How well will Shearwater withstand the coming cuts?

The ‘Strategic and Operating Review’ underway in the Department of National Defence is primarily a cost-cutting exercise.  A message sent to DND and CF members on Friday, 5 August, under the signatures of Deputy Minister Fonberg and Chief of Defence Natynczyk, outlines two potential outcomes: reductions to meet at least a five percent savings; and heavier reduction resulting in at least ten percent savings.  Associate Deputy Minister, Mr. Matthew King, and the Vice Chief of the Defence Staff, Vice-Admiral Bruce Donaldson, will head the process up.  Six key questions will drive the process:

  • Should we still be doing this – and doing it in this way?
  • Does this have to be delivered by this organization?
  • Why does it cost as much as it does? Can we find savings?
  • Is it achieving the expected results efficiently?
  • Is this a government priority, and is it affordable during a period of fiscal restraint?
  • Are we achieving value for money?

The results will be announced as part of the budget process for 2012.

How will Shearwater fare in all of this cutting?  Its history over the past several decades has been one of continual reductions (you can find a concise history here, courtesy of the Shearwater Aviation Museum). It was downsized to a detachment of CFB Halifax in 1994.   The military aviation activities are now solely helicopter related and the runway complex is no longer maintained for fixed-wing operations.  Approximately three-quarters of the base property was turned over to the Canada Lands Corporation for disposal but the majority has been reacquired.  Will more of it be offered up on ‘the altar of economy and efficiency’?

The future is not all bleak: the pending arrival (the latest info says in November) of the Sikorsky CH-148 ‘Cyclone’ maritime helicopter, will bring renewed purpose to the facility.  A new Maritime Helicopter Training Center is being built plus a new 423 Squadron hangar facility, a new 12 Wing Air Maintenance Squadron facility with 6 repair bays, and a new Operational Support Facility where the Helicopter Operational Test and Evaluation Facility (HOTEF), and various 12 Wing headquarter functions will all be part of the new look for Shearwater.  But, is that the limit for the future of Shearwater?

All of these new facilities should be secure and, indeed, they are vital to the future viability of the upgraded and life extended Halifax-class frigates.  The frigates are a ‘weapon-system’ that includes a maritime helicopter: to speak of them only as ‘ships’ really misses the importance of air operations to the conception and employment of sea power.  But, there is far more to sea power than just maritime helicopters and frigates.

The Conservative Government has made repeated statements about a ‘more robust Canada in the world’.  The 2008 Speech from the Throne stated: “Our national security depends on global security. Our Government believes that Canada’s aspirations for a better and more secure world must be matched by vigorous and concrete actions on the world stage.”  The 2011 Speech from the Throne, in a paragraph that that speaks about northern sovereignty, asserts: “The strongest expression of our sovereignty comes through presence and actions, not words.”  The message of both speeches is a clear commitment to action when it is required, wherever it is required.  Maritime capabilities will play a major part in both the global and the northern aspects of future security missions.  The problem is that there is little in the way of capability to underpin the commitments, and the pending reductions will cut into that which is left.  How, then, are the commitments to ‘do more’ to be accomplished while the cutting ‘provides less’?
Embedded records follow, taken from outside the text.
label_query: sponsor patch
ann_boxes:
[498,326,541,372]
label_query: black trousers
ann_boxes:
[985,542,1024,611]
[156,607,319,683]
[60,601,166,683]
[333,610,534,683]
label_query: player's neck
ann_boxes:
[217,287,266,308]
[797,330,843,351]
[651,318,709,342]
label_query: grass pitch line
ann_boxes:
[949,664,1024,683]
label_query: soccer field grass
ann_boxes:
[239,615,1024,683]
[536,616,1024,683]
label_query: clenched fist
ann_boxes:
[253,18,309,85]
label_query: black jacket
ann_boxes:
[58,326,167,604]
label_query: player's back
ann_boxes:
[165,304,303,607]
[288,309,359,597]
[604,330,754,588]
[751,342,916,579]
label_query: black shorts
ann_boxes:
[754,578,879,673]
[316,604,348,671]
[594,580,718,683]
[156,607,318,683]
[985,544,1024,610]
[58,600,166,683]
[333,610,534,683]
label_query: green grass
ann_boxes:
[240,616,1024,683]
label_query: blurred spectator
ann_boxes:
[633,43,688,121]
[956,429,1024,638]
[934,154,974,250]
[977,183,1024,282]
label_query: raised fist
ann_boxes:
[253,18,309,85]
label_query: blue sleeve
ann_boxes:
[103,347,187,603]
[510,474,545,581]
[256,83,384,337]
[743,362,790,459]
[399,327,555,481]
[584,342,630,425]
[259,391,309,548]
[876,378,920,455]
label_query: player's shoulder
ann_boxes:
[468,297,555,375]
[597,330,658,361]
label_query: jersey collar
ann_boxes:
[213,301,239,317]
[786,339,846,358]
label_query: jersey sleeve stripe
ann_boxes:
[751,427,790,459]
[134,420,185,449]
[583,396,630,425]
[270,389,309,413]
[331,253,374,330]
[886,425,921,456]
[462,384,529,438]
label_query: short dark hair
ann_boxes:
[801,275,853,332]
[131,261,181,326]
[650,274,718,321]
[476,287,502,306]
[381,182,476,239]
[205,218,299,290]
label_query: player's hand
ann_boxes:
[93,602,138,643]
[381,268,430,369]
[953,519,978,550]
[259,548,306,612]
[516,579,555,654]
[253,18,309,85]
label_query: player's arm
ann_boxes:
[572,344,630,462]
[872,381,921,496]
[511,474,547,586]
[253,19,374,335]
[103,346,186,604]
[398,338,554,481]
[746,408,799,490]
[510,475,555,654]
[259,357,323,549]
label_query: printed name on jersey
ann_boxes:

The ‘big idea’ behind the Strategic and Operating Review is stated this way by DND: “[T]o rethink its workplace, its tools and competencies, and bring about transformative change in the way the organization delivers its mission to serve Canadians.”  It would seem that a transformational change agenda is underway.  In any such exercise, something has to go out in order to bring in something new.  A northern and expeditionary focus lends credence to the idea of a ‘mounting base’ [or bases] on the coast [or coasts] and Shearwater fills that bill pretty well.  The ‘proof’ comes if the transformation process does a good job of assessing the bottlenecks and restraints that stand in the way of creating and deploying effective capabilities and then does something about them.

Most of this work is logistical in nature.  How quickly to respond with how much capability and how fast to move in response are all factors that dictate the type of infrastructure needed to build, form and sustain the capability.  It may not be a combat capability at all that is to be generated.  But, whatever it is, the advantage of being close at hand and as ready as the conveyance system that will transport it can be maximized through co-location.  Separation between the forming-up point and the mounting point for deployment simply wastes precious time.  A larger role than just a helicopter base for Shearwater is easy to imagine.

Shearwater will likely come out of the review process pretty well, but may be pared back yet again.  How would that match with the transformational thinking supposedly ongoing coincidently with the review?  If only more public engagement were part of the transformation process.  Right now, all one can do is wonder aloud.